The significant negative correlation between clinical scales and the two parameters (CV and TDR) at the 25% and 50% force level showed its relationship with clinical scales in quantitative evaluation of motor function for subjects after stroke. This study considered the findings at the 75% force level as representing high force level while the 25% and 50% force level are more typical of the force levels involved in functional activities[49]. And at the 75% force level, all these parameters showed larger variation than at the other two levels. That might explain why no significant correlation between the parameters and the clinical scales was found at the 75% force level. WMFT provides insight into joint-specific and total limb movements to properly assess synergy patterns[27]. The significant correlations between RTR and WMFT were consistent across all force levels, which could reflect the potential of RTR as a measurement to characterize flexion synergy of upper extremities after stroke.

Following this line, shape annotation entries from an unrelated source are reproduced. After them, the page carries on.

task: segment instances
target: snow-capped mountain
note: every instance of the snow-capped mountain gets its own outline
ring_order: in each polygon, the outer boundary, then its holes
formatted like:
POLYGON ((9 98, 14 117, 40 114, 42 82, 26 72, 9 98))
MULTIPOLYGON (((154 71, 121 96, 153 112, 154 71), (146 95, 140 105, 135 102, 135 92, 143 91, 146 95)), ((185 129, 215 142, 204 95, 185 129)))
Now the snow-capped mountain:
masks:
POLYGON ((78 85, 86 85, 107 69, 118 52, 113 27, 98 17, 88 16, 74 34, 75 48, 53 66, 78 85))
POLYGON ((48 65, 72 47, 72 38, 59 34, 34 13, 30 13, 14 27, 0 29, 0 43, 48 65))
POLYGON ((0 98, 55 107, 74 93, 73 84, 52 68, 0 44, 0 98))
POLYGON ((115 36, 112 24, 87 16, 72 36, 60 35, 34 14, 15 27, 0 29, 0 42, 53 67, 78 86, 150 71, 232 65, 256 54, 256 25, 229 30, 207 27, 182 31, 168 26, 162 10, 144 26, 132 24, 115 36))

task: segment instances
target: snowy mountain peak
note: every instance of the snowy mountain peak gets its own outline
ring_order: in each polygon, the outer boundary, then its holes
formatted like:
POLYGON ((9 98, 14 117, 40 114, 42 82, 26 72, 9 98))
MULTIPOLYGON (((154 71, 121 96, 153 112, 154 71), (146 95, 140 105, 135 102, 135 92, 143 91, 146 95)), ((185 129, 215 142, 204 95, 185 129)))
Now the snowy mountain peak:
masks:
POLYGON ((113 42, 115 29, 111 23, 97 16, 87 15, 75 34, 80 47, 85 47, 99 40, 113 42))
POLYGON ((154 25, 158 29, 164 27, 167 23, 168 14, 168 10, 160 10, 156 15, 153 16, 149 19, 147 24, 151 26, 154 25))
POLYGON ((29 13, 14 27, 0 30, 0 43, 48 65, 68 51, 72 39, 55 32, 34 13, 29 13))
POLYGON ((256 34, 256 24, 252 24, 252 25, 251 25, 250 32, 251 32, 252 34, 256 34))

Clinical scales used as measurements of recovery for subjects with mild motor impairment are limited by a ceiling effect[25]. The significant correlations found between the clinical scales and kinetic parameters suggested that the kinetic parameters studied here could be useful for quantitatively evaluating hand motor function after mild to moderate stroke using grip control tasks. They might potentially be applied in clinic as a useful complement to clinical scales.

Study limitations

Limitations of this study should be addressed when interpreting the results. All the subjects were in the 1-to-6-month span after stroke onset. This is consistent with the practice of previous studies[50, 51]. In the future work, a large number of stroke patients in chronic stage should also be investigated in order to further confirm the study. After the optimal setting and method are validated, a user-friendly interface and easy-to-use instructions will be needed to facilitate the application in clinic.

Conclusions

This study designed a customized dynamometer and used it to investigate the hand motor performance of subjects after mild to moderate stroke during force control tasks. The RTR provided a new measurement which could characterize abnormal flexion synergy of wrist and finger muscles after stroke. The results indicated that grip control tasks with various force levels have potential for quantitatively evaluating hand motor function after mild to moderate stroke.